Friday, November 11, 2016

[178] MTSU professor ready to prepare students for hospitality careers

MURFREESBORO — An MTSU marketing professor has earned credentials to teach college students about the burgeoning hospitality industry.

The American Hotel & Lodging Educational Institute has designated Virginia Hemby-Grubb, a marketing professor, to be a certified hospitality educator.

Certification criteria included knowledge of learning theory, establishing a positive classroom culture, classroom presentation methods, general classroom communications, interactive teaching methods and analysis of a case study.

The type of professional meeting, event, exhibition and convention management courses that Hemby-Grubb teaches at MTSU are affiliated with hospitality management programs at most universities.

“Having a Certified Hospitality Educator designation is important when teaching courses that relate directly to that industry,” said Hemby-Grubb.

The professor said she undertook the professional development course because occupational trends reveal that the hospitality business is one of the fastest growing in both Tennessee and the United States as a whole.

Statistics from the U.S. Bureau of Labor Statistics project a 41 percent increase in the number of meeting, convention and event management jobs in Tennessee in 2022 and a 33 percent increase in those same jobs in the country at large.

In fact, the bureau last year moved hospitality out of its tourism category and into its business and finance category because the industry has become so lucrative.

“This is obviously an area that we (in higher education) need to look at developing, and we need to do it in such a way that we bring in the right people to help us do this,” said Hemby-Grubb.

After meeting with Elisa Putman, senior vice president and chief operating officer of Music City Center in Nashville, Hemby-Grubb said she learned that Putnam went to Cornell University in Ithaca, New York, for professional development.

Butch Spyridon, chief executive officer of the Nashville Convention and Visitors Bureau, told Hemby-Grubb that colleges and universities should consider adding a hospitality major with a marketing concentration or minor to their degree tracks.

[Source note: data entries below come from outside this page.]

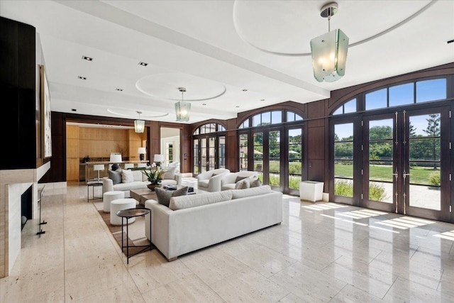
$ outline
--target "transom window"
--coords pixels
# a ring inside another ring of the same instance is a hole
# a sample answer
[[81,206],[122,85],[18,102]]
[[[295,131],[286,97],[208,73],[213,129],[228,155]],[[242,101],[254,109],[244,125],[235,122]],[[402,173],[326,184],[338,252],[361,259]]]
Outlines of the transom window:
[[192,133],[192,172],[226,167],[226,128],[211,123],[204,124]]
[[445,100],[447,96],[446,78],[430,79],[398,84],[348,100],[338,107],[333,115],[372,111],[387,107]]
[[284,122],[294,122],[303,120],[303,117],[291,111],[279,110],[265,111],[245,119],[238,128],[248,128],[250,127],[265,126],[272,124],[279,124]]
[[194,133],[192,133],[192,136],[201,135],[204,133],[211,133],[218,131],[226,131],[226,128],[221,124],[218,124],[217,123],[211,123],[204,124],[201,126],[199,126],[199,128],[197,128],[197,129],[194,131]]

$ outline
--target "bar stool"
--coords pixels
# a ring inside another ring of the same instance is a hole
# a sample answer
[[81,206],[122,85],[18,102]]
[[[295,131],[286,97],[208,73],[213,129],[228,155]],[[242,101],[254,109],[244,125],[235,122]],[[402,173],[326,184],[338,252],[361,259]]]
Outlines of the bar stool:
[[[111,202],[111,225],[121,225],[121,217],[116,215],[118,211],[135,208],[135,200],[133,198],[118,199]],[[128,224],[135,221],[135,217],[128,219]]]
[[111,202],[118,199],[123,199],[125,192],[120,190],[106,192],[102,196],[103,211],[106,213],[111,212]]

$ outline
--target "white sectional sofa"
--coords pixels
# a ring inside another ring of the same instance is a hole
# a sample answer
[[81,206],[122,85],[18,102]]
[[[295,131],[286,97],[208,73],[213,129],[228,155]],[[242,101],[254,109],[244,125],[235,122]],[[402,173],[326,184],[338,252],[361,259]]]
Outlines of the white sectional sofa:
[[243,170],[238,172],[231,172],[230,174],[225,175],[221,179],[221,190],[235,189],[237,183],[240,182],[240,180],[237,181],[237,178],[253,178],[258,177],[258,172]]
[[[127,183],[121,182],[114,184],[114,180],[109,177],[102,178],[102,193],[106,192],[111,192],[114,190],[122,191],[125,192],[125,198],[130,197],[129,191],[131,189],[138,189],[140,188],[146,188],[150,182],[147,180],[147,177],[142,173],[142,170],[132,170],[133,180]],[[177,185],[182,183],[182,175],[179,173],[175,174],[174,179],[164,179],[161,182],[162,186],[165,185]]]
[[201,172],[197,175],[197,188],[205,192],[221,192],[221,179],[229,173],[226,168]]
[[[167,258],[229,240],[282,221],[282,193],[268,185],[147,200],[147,238]],[[151,216],[151,231],[150,219]]]

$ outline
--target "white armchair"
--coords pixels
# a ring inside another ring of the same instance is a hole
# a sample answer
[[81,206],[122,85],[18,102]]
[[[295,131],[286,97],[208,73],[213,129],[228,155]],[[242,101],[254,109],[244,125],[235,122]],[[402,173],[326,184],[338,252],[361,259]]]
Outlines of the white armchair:
[[230,170],[226,168],[202,172],[197,176],[197,187],[206,192],[221,192],[221,179],[229,173]]
[[[250,170],[242,170],[238,172],[231,172],[230,174],[224,175],[221,179],[221,189],[235,189],[235,186],[237,183],[237,177],[244,179],[258,177],[258,172],[253,172]],[[238,180],[238,182],[240,182],[240,180]]]

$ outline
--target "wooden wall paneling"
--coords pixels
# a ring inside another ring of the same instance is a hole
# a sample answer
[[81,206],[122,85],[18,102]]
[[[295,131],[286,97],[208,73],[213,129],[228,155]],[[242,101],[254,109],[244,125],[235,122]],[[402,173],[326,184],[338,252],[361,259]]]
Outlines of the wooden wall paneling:
[[192,172],[192,126],[184,124],[182,130],[182,172]]
[[66,158],[66,180],[79,181],[80,160],[78,158]]
[[160,153],[160,131],[158,121],[151,121],[150,133],[150,160],[153,161],[155,154]]
[[[325,183],[325,187],[328,186],[325,180],[325,160],[309,160],[307,172],[307,179],[312,181],[319,181]],[[326,192],[326,188],[323,189]]]
[[236,133],[237,119],[227,120],[227,134],[226,135],[226,168],[232,172],[238,170],[239,155],[238,148],[238,136]]
[[128,131],[129,142],[128,154],[129,160],[138,161],[139,154],[137,153],[138,148],[142,146],[142,133],[136,133],[133,129],[130,129]]
[[307,133],[307,158],[323,160],[325,158],[325,127],[309,127]]

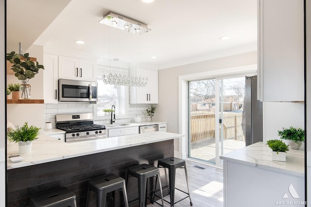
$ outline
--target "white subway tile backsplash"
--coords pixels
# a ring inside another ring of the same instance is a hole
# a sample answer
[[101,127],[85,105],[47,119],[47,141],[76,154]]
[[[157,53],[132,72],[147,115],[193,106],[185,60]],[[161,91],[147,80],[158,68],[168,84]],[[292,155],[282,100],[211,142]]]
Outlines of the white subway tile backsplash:
[[76,108],[59,108],[57,109],[58,114],[78,113],[78,109]]
[[68,104],[46,104],[47,108],[68,108]]

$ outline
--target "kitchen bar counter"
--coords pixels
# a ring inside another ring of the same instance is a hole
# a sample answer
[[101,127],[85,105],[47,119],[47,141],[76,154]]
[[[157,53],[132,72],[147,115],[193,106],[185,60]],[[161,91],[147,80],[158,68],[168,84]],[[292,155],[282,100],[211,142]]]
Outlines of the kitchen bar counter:
[[[38,139],[33,141],[31,153],[20,155],[24,159],[22,162],[13,163],[8,158],[7,169],[20,168],[179,138],[182,136],[178,134],[158,131],[68,143],[41,133]],[[18,155],[17,144],[8,142],[7,156],[17,155]]]
[[290,150],[286,161],[270,159],[262,142],[221,156],[225,207],[304,206],[304,151]]
[[262,142],[221,155],[220,158],[250,166],[286,173],[294,175],[305,176],[305,151],[303,149],[291,149],[286,154],[286,161],[272,161],[269,147]]

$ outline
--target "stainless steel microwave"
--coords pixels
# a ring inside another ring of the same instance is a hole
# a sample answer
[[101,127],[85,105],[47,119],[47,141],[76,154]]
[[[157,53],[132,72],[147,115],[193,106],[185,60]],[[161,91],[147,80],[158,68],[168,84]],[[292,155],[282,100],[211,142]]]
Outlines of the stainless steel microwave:
[[58,79],[58,101],[87,102],[97,101],[97,83]]

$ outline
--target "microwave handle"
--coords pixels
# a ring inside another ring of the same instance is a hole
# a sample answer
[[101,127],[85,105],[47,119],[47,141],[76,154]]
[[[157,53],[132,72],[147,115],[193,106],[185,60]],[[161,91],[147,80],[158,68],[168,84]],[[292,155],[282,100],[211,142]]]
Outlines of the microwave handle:
[[88,100],[90,101],[92,99],[92,86],[90,84],[88,85],[88,94],[89,94]]

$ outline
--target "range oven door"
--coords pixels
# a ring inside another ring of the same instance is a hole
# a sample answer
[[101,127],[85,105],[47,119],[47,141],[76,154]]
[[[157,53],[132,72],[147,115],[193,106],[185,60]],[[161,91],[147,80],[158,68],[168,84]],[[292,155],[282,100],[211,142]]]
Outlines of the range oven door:
[[72,80],[58,80],[58,101],[91,102],[97,101],[97,83]]

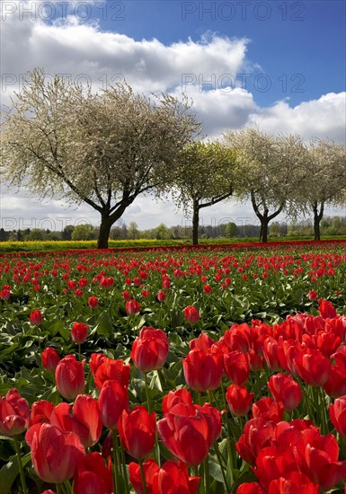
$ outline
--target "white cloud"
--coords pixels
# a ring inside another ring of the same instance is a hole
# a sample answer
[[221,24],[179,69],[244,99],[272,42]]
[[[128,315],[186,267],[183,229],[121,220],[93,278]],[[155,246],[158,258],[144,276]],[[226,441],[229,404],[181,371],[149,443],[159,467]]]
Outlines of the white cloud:
[[[229,75],[234,83],[237,75],[254,74],[260,68],[260,60],[251,63],[247,58],[249,40],[245,38],[208,33],[199,40],[189,39],[165,46],[155,39],[136,40],[125,34],[102,31],[95,20],[83,22],[71,10],[64,20],[44,22],[43,11],[40,11],[44,4],[49,3],[2,2],[3,102],[8,102],[22,75],[35,66],[50,75],[80,76],[81,82],[86,78],[97,87],[116,82],[120,75],[137,91],[167,91],[177,97],[184,91],[193,100],[204,136],[217,137],[227,128],[258,125],[269,132],[298,133],[306,140],[317,137],[345,142],[345,93],[329,93],[295,107],[279,101],[261,108],[254,92],[232,84]],[[31,13],[21,16],[20,4],[26,10],[31,7]],[[11,13],[4,11],[4,5],[17,9]],[[45,13],[46,19],[49,14]],[[14,192],[3,189],[3,218],[12,217],[18,223],[20,218],[39,222],[48,216],[57,224],[60,221],[57,218],[71,218],[71,223],[88,218],[94,225],[99,223],[99,215],[86,205],[73,209],[63,201],[50,201],[42,206],[27,199],[22,191]],[[177,214],[172,200],[156,203],[148,197],[138,198],[123,217],[127,223],[136,221],[140,228],[187,221],[182,213]],[[221,203],[208,208],[202,222],[208,225],[226,217],[237,222],[237,218],[254,216],[249,205]]]
[[345,144],[346,93],[329,93],[294,108],[278,101],[271,108],[257,109],[247,123],[274,134],[300,134],[306,140],[328,137]]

“Secondary education has a hospitality module in its career and technical ed program,” she said. “Students can take courses in hospitality, one of which is meeting, event, exhibition and convention management.”

Hemby-Grubb suggests enabling college students to engage in experiential learning in the business and then they would be able to take the certification test to become Certified Meeting Planners while still in college.

“Students would be able to sit for the exam after three years of work in the field, and … that CMP designation elevates them significantly in terms of job success and achievement,” said Hemby-Grubb.